Голос ему изменил. Какое-то время царило молчание. Незнакомец пытался успокоиться, а Данька – переварить услышанное. Пища для ума оказалась настолько скоромной, что бедолагу аж замутило.
– Простите, сударь, – наконец-то справился с собой его собеседник. – Вы так юны, неопытны, невинны, а я, не подумав, вылил на вашу голову ушат тех же помоев, в которых принужден был купаться сам. Простите великодушно! Тем паче что все эти унижения, все страдания мои телесные, даже боль от раны, конечно, ничто в сравнении с муками душевными.
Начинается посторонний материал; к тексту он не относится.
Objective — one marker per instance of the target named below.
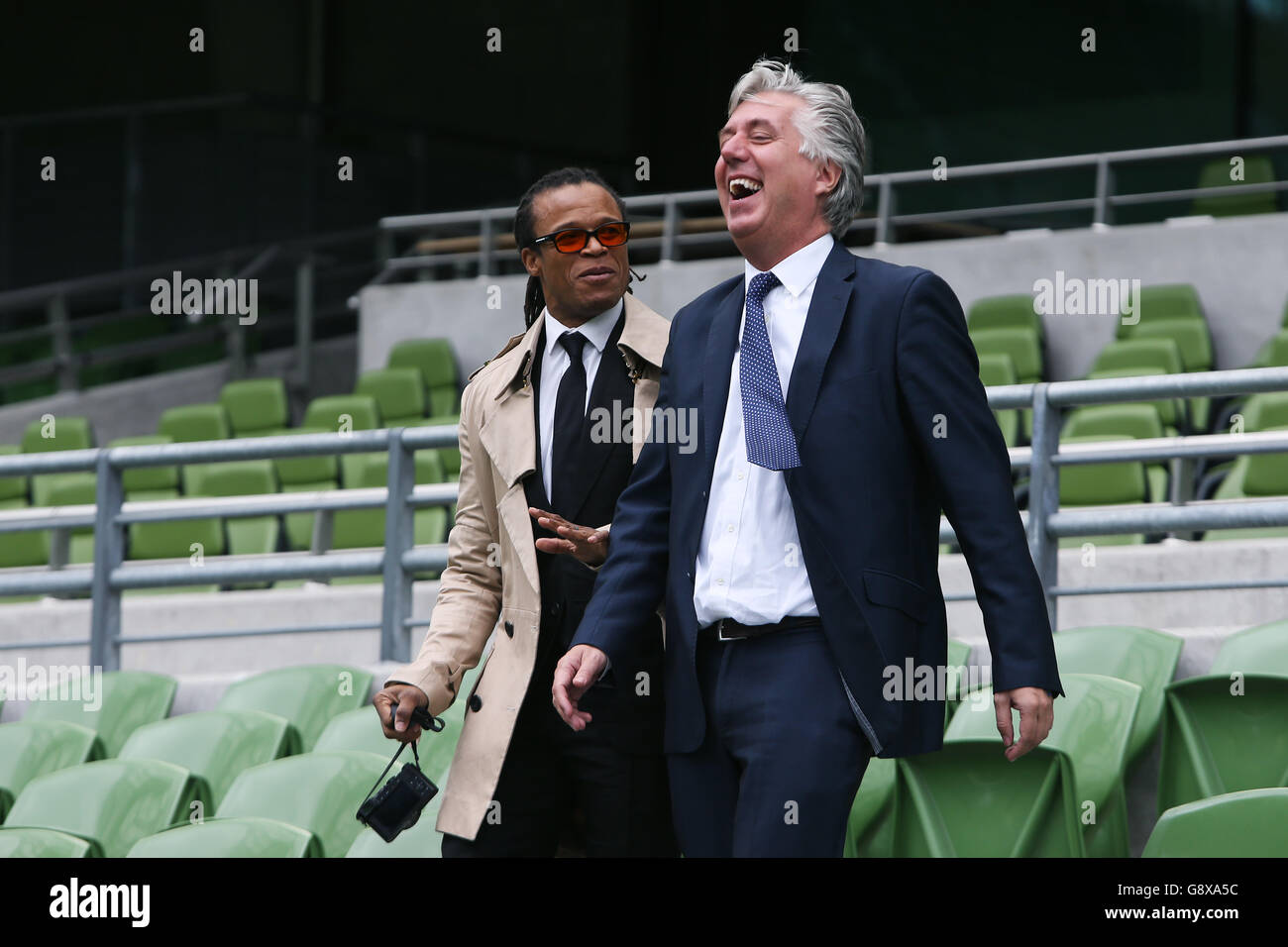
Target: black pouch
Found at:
(400, 800)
Не было ночи, чтобы не являлись ко мне призраки людей, погибших по моей вине… О нет, я не душегуб какой-нибудь, руки мои если и обагрены кровью, то отнюдь не по локоть, а так, слегка забрызганы, и то, можете мне поверить, лишь ad majorem dei gloriam… я хочу сказать, для вящей славы Божией, как выражаются богословы, то есть в благих целях. Те несчастные, о которых я упомянул, были моими слугами. Нас хотели убить всех, я спасся поистине чудом. А те, кто верил мне, кто служил мне беззаветно и преданно, погибли, и, получилось, я стал виновником их гибели. Но все же они знали, сколь рискованна и опасна наша стезя, они всегда готовы были отдать свои жизни ради… ради нашего дела. А те двое несчастных, муж и жена, которых безжалостно прирезали у меня на глазах только потому, что надеялись поживиться их добром?! Нас и их убивали, чтобы ограбить, гнусно обобрать мертвые тела… Что с вами? – насторожился незнакомец, ощутив, что Данька вдруг вздрогнул всем телом, а потом замер, чудилось, и дышать перестал. – Что с вами, молодой сеньор? – Он умолк, а потом проговорил растерянно, пугаясь своей догадки: – Может ли статься… Господи, я только сейчас осознал… Неужели те супруги были вашими родителями?!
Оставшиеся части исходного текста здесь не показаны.